The Scent of a Story
“I love the smell of napalm in the morning.” Lt. Col. Kilgore, Apocalypse Now.
I don’t know what napalm smells like and I’m pretty sure if I smelled it, I would run in the other direction, but there’s a reason this is a famous movie quote. The sense of smell is not only one of the largest memory triggers, but a smell can transport you in a place faster than any airline flight.

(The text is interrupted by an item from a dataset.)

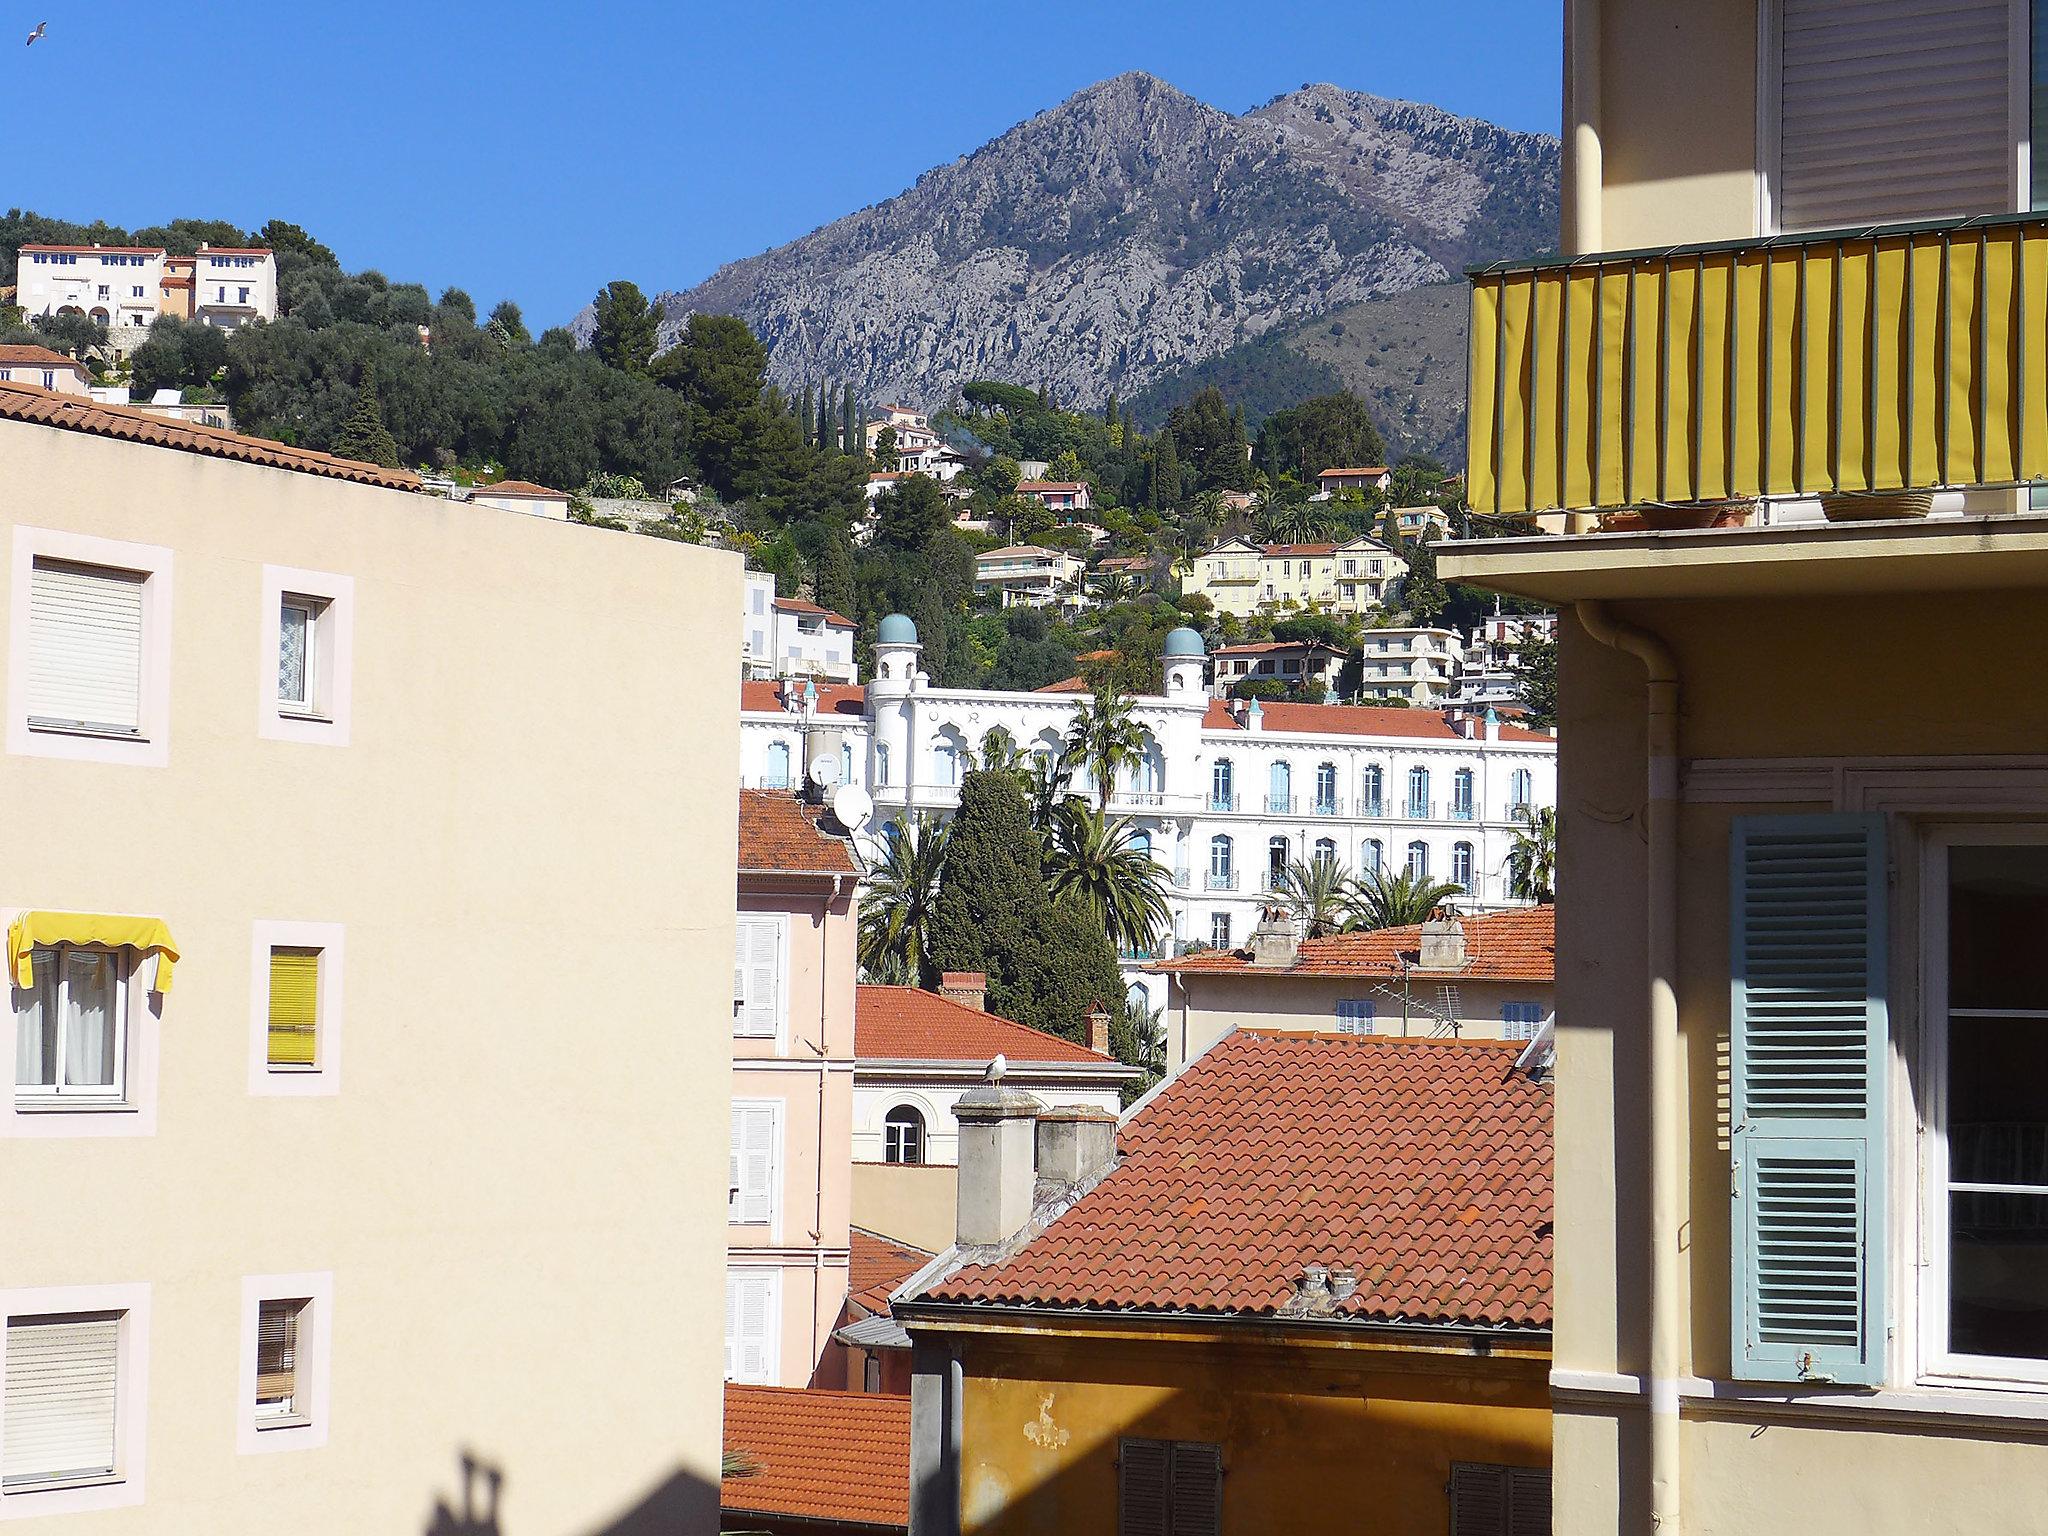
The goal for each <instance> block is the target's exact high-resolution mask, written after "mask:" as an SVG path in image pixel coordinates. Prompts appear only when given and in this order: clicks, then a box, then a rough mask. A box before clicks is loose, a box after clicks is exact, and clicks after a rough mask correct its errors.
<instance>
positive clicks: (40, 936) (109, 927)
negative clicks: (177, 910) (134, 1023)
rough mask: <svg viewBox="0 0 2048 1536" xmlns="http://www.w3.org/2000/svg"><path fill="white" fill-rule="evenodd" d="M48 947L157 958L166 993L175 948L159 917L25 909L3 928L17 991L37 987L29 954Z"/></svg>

I’ve been writing a lot about travel lately, putting my characters in exotic locales: a thatched hut in Bali, a muddy river in Thailand, a sun-soaked piazza in Italy, and a dusty carnival midway in the American Southwest. Images, dialogue, and description are all important, but I have a hard time remembering to insert smells into my scenes. Which is kind of weird, since there’s nothing I notice more than how something smells.
In Asia it was the fumes from motor scooters, cigarette smoke, and the sweet aroma of plumeria that tells me I’m no longer home. In Los Angeles it’s the smell of the ocean mixed with smog and bougainvillea.
Today is a tough day to write about scents because I have this nasty head cold, part 2 (it feels like a repeat of something that kicked my ass back in early January) and so as hard as I try to smell, nothing is coming through. It makes me wonder if Wasabi, the best sniffer in the house, ever has this problem.